El caso de Azcapotzalco golpea por muchas razones. Golpea porque una familia completa fue encontrada sin vida dentro de su propia casa. Golpea porque entre las víctimas había menores de edad. Golpea porque el principal acceso al domicilio pudo haber ocurrido no por la fuerza, sino por la confianza. Pero también golpea por otro motivo igual de preocupante: los detenidos son, en su mayoría, jóvenes.

De acuerdo con la información difundida por las autoridades y medios nacionales, entre las personas capturadas hay jóvenes de poco más de 20 años, presuntamente vinculados con actividades como robo, despojo de predios y narcomenudeo. Ese dato no debe pasar de largo. No estamos hablando únicamente de un hecho de violencia extrema; estamos viendo el rostro de una generación que, en muchos casos, está siendo atrapada por circuitos delictivos antes de construir un proyecto de vida.

La violencia en México ya no puede entenderse solo como una disputa entre grandes grupos criminales o como un problema lejano que ocurre en zonas apartadas. Hoy también aparece en colonias urbanas, en relaciones personales, en círculos cercanos y en jóvenes que encuentran en el dinero rápido una salida falsa a la falta de oportunidades, pertenencia o futuro.

Eso no justifica nada. La responsabilidad penal debe investigarse y castigarse con toda seriedad. Pero si el debate se queda únicamente en el castigo, el país seguirá llegando tarde. Porque cada joven que termina integrado a una red de robo, narcomenudeo o violencia no aparece de la nada. Detrás suele haber abandono, normalización del delito, entornos familiares rotos, escuelas rebasadas, ausencia de comunidad, falta de empleo digno y una cultura que a veces vende el poder criminal como éxito inmediato.

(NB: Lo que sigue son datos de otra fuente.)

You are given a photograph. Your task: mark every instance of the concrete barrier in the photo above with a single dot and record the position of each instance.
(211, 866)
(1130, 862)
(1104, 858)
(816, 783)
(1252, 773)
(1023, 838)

El caso también revela algo más perturbador: la violencia muchas veces ya no necesita romper puertas. Entra por vínculos afectivos, por conocidos, por relaciones que parecen personales y terminan convertidas en riesgo. Si las investigaciones confirman que uno de los detenidos fue expareja de una de las víctimas y usó ese vínculo para acercarse al domicilio, el mensaje es durísimo: la confianza también puede ser vulnerada de la forma más cruel.

Por eso Azcapotzalco no puede quedar reducido a una nota roja más. Tiene que abrir una conversación sobre seguridad, juventud, prevención y responsabilidad institucional. ¿Qué está pasando para que personas tan jóvenes aparezcan señaladas en hechos tan graves? ¿Qué falló antes de llegar a ese punto? ¿Dónde estaban las redes de apoyo, la escuela, la comunidad, el Estado?

La justicia para esta familia debe ser firme, rápida y transparente. Pero el país también necesita mirar más atrás. Porque cuando la violencia empieza a reclutar jóvenes, el problema ya no solo está en las calles: está en el futuro que estamos perdiendo antes de que alcance a existir.